ABJK is trying to solve this problem with Zosh, an iPhone application (cost: $2.99) that lets users receive documents on their mobile phones and sign them with their finger. The software is optimized for the mobile phone touchscreen. After clicking on the signature line of a document, you have the option of inserting a signature, other text, the date and image. When you sign with your finger, the background moves from right to left to give you more room, and you can move the signature and resize it to make sure it fits on the appropriate line.

Zosh was one of 10 mobile applications demonstrated at DEMO Monday morning, and one of more than 60 new technologies to be presented during the event, which continues on Tuesday.

"We traveled the whole world looking for the best entrepreneurs and ideas," DEMO conference chief Matt Marshall said in his opening remarks.

While Silicon Valley is the traditional location for DEMO start-ups, Marshall noticed that more than half of the applications received were from outside California, and that a third were outside the United States.

The DEMO presenters are divided into the categories mobile, social media, cloud, consumer and enterprise, but across those categories there is one overarching trend, Marshall said.

"Data is going live," he said. "Data is being crunched live, architected live, distributed live and being consumed live across any platform. Anyone who isn't part of that trend is going to be left behind. Anyone who is sailing that trend is going to have some nice wind behind them."

Divisions between devices such as television sets, computer screens and other devices, including new ones like Apple's iPad, are starting to be blurred, Marshall said. "You should be able to get data live on your TV and that data should no longer be any different than what's on your computer screen," he said.

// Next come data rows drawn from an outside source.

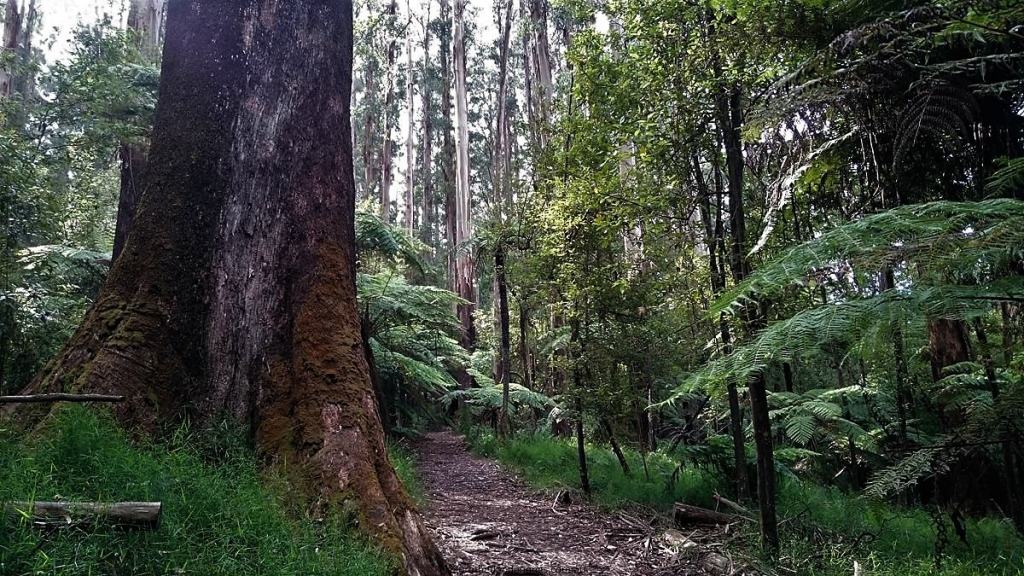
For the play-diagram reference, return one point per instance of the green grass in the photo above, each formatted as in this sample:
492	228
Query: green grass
829	529
404	465
550	462
223	519
824	530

Other products displayed Monday morning included AppWhirl, which lets anyone make mobile applications in less than five minutes; AppVoyage, a software-as-a-service platform to publish rich mobile apps to the iPhone and Android app stores; and Visiarc's Mobile Documents, which lets smartphone users read and interact with documents without downloading them.After the presentations, a panel of mobile and venture capital experts discussed mobile trends, noting that the market is taking off but cautioning against vendors trying to do too much.

"I see a good focus on aggregation and solving some fundamental problems in mobile," said Lee Williams, executive director of Symbian. "What I didn't see is a full recognition that don't get in the way of the Internet. I'm a little concerned from that standpoint. You could have too much aggregation, too much in the way of trying to create an application store on top of an application store in the middle of an application store."

DEMO presenters focused a lot on the iPhone, and not so much on Google Android, but Google Ventures partner Wesley Chan predicted great things for Android and said the key for mobile app builders is to build services that work across multiple platforms.

"Android is a platform that's growing," he said. "We're selling 60,000 Android phones a day now."